On the plausibility of socioeconomic mortality estimates derived from linked data: a demographic approach
Population Health Metrics, 15:26, 1–15 (2017)
Reliable estimates of mortality according to socioeconomic status play a crucial role in informing the policy debate about social inequality, social cohesion, and exclusion as well as about the reform of pension systems. Linked mortality data have become a gold standard for monitoring socioeconomic differentials in survival. Several approaches have been proposed to assess the quality of the linkage, in order to avoid the misclassification of deaths according to socioeconomic status. However, the plausibility of mortality estimates has never been scrutinized from a demographic perspective, and the potential problems with the quality of the data on the at-risk populations have been overlooked.
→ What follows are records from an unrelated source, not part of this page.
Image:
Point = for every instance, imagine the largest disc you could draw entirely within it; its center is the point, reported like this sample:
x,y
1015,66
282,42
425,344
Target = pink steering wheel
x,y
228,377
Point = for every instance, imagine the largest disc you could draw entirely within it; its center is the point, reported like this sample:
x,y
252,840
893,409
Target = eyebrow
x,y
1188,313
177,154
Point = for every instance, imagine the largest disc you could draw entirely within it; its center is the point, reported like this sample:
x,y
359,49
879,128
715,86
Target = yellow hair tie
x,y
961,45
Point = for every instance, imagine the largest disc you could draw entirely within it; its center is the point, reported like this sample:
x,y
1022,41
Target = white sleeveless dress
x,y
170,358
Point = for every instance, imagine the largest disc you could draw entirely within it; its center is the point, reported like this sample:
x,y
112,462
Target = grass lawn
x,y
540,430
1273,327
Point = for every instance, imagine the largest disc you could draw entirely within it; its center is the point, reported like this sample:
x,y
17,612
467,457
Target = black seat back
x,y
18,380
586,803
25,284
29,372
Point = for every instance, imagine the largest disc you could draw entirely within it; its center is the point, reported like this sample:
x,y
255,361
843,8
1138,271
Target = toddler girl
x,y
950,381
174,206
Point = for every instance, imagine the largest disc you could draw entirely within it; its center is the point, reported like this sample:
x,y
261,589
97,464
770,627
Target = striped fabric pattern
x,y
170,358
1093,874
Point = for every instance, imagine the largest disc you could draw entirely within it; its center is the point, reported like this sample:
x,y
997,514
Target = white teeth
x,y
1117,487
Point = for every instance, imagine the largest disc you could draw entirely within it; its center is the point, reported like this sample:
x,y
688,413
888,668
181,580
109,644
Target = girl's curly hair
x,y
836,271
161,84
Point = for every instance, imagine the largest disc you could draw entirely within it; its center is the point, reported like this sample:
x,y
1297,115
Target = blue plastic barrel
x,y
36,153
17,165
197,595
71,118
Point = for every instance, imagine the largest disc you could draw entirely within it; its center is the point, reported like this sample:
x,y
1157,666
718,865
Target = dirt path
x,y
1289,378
Using indirect demographic estimation (i.e., the synthetic extinct generation method), we analyze the plausibility of old-age mortality estimates according to educational attainment in four European data contexts with different quality issues: deterministic and probabilistic linkage of deaths, as well as differences in the methodology of the collection of educational data. We evaluate whether the at-risk population according to educational attainment is misclassified and/or misestimated, correct these biases, and estimate the education-specific linkage rates of deaths.
The results confirm a good linkage of death records within different educational strata, even when probabilistic matching is used. The main biases in mortality estimates concern the classification and estimation of the person-years of exposure according to educational attainment. Changes in the census questions about educational attainment led to inconsistent information over time, which misclassified the at-risk population. Sample censuses also misestimated the at-risk populations according to educational attainment.
The synthetic extinct generation method can be recommended for quality assessments of linked data because it is capable not only of quantifying linkage precision, but also of tracking problems in the population data. Rather than focusing only on the quality of the linkage, more attention should be directed towards the quality of the self-reported socioeconomic status at censuses, as well as towards the accurate estimation of the at-risk populations.